サービサーは金融機関の不良債権をビッド(bid)という競争入札で債権の買取をしますが、入札条件として競合他社との協議談合は当然禁じられていることもあって、同業者間の交流は少ない業界です。サービサー協会と云う業界団体があり、ここでは法務省方針や意向を受けて会員会社に周知徹底を図るための理事会やワーキングおよび研修会・勉強会等が行われていますが、経営トップ等に限られている気がします。

今回の交流会は営業の前線にいる実務者が多く、先輩会社やライバル会社に、日頃感じている疑問点を素直にぶつけながら、相手の経営戦略や営業方針等を知ろうとしている感じがしました。何故、高値で買取が出来るのですか? 回収データはどう活用されていますか? と云った営業上、知りたい質問が多く出ます。

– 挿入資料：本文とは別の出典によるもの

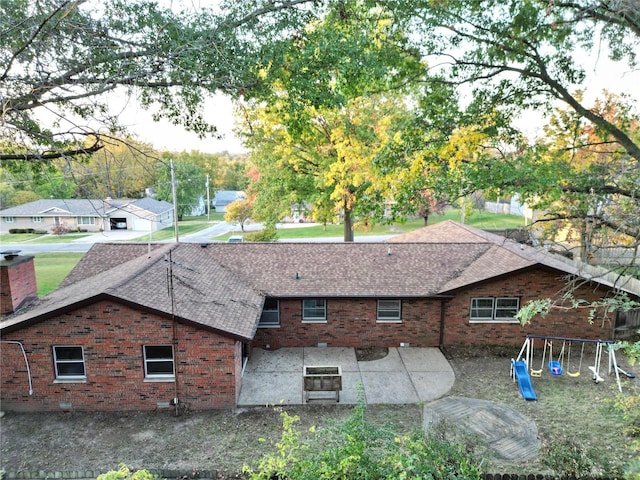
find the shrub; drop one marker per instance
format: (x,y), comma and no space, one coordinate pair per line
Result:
(358,449)
(267,234)
(567,458)
(124,473)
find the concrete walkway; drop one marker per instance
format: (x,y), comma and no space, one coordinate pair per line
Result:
(405,375)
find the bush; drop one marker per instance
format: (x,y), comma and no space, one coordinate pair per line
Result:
(267,234)
(567,458)
(359,450)
(124,473)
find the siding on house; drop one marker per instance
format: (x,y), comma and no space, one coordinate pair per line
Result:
(113,335)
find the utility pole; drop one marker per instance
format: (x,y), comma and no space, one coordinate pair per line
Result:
(175,200)
(208,201)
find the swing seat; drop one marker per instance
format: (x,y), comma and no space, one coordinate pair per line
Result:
(555,367)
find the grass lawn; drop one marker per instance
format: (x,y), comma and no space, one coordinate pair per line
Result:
(51,268)
(17,237)
(479,219)
(185,227)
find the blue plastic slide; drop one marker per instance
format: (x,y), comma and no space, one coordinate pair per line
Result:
(524,380)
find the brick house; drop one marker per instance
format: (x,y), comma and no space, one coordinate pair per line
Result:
(144,214)
(133,328)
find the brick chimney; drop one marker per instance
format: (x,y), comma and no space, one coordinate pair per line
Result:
(17,281)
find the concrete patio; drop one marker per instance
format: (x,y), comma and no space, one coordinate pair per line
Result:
(405,375)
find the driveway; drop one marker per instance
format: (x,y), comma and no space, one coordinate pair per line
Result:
(405,375)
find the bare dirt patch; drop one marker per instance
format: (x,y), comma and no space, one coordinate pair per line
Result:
(225,440)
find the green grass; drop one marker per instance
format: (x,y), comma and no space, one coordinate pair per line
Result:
(51,268)
(479,219)
(67,238)
(184,228)
(17,237)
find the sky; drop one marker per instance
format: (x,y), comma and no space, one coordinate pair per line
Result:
(165,136)
(601,74)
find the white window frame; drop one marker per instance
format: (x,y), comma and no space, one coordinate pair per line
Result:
(85,220)
(389,310)
(60,362)
(152,376)
(499,308)
(314,319)
(268,313)
(492,313)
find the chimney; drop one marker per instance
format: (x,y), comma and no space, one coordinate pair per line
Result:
(17,281)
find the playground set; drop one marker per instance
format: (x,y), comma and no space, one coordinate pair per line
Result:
(522,369)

競争入札でサービサー5社が参加する場合、どの会社が参加するかがデューデリ価格(投資額)を算出するに際し、強気で臨むか自社の体力に応じた対応をするかで落札率も大きく変わります。そして、入札の結果、どこがいくらで落札したかが今後の営業戦略を左右します。但し、競合先や落札先を非開示にするケースもあり、営業が推測するケースもあります。

サービサーは全国で95社あり、そのうち7割強が首都圏に本社があります。残り3割弱が地方都市に本社があり、地域密着型の営業を展開しています。地域型は地銀系の受託型が中心ですが、中には積極的に買取しているところもあります。地域金融機関の入札に際しても、競合メンバーの顔ぶれで取組姿勢が大きく変わることも多々あります。特に新規参入会社や地方に出店したサービサーが登場した時は注意が必要です。

また、競争入札の結果、入札価格が最下位であった場合は、次回、入札招聘されないケースが増えています。このため回収が厳しそうなので弱気のデューデリをすると最下位となり兼ねないので、デューデリジェンス作業は手抜きが出来ません。

但し、昨今は金融円滑化法の影響で破綻先中心の案件になっていましたから、また老舗的なサービサーが安定している面もあってか、競争入札のビック3と云われるサービサーの落札率が高いようで、中堅サービサーが落札するのが難しいとの声が聞かれました。買取(仕入)には各社大変苦労しているようです。

サービサー会社の親会社は上場会社が多く、銀行、ノンバンク、不動産、流通系、管理組合系等々、異業種からの参入もあり、各社のベースマーケットの違いもあってか、それなりに業歴を重ね、次へのステップを図ろうとしている気配も感じられます。同業他社と交流することで業務提携や債権再譲渡、アウトソーシング等のビジネスが生まれるかもしれません。

また、銀行の金融円滑化法対応についても再リスケを断り始めているようですし、実質破綻先がバルクセールに含まれる割合が増え始めたとの話も聞かれました。漠然とした話ですが、第2四半期(2Q)、年末(3Q)のモニタリングは厳しめに振れる可能性が強いと思われます。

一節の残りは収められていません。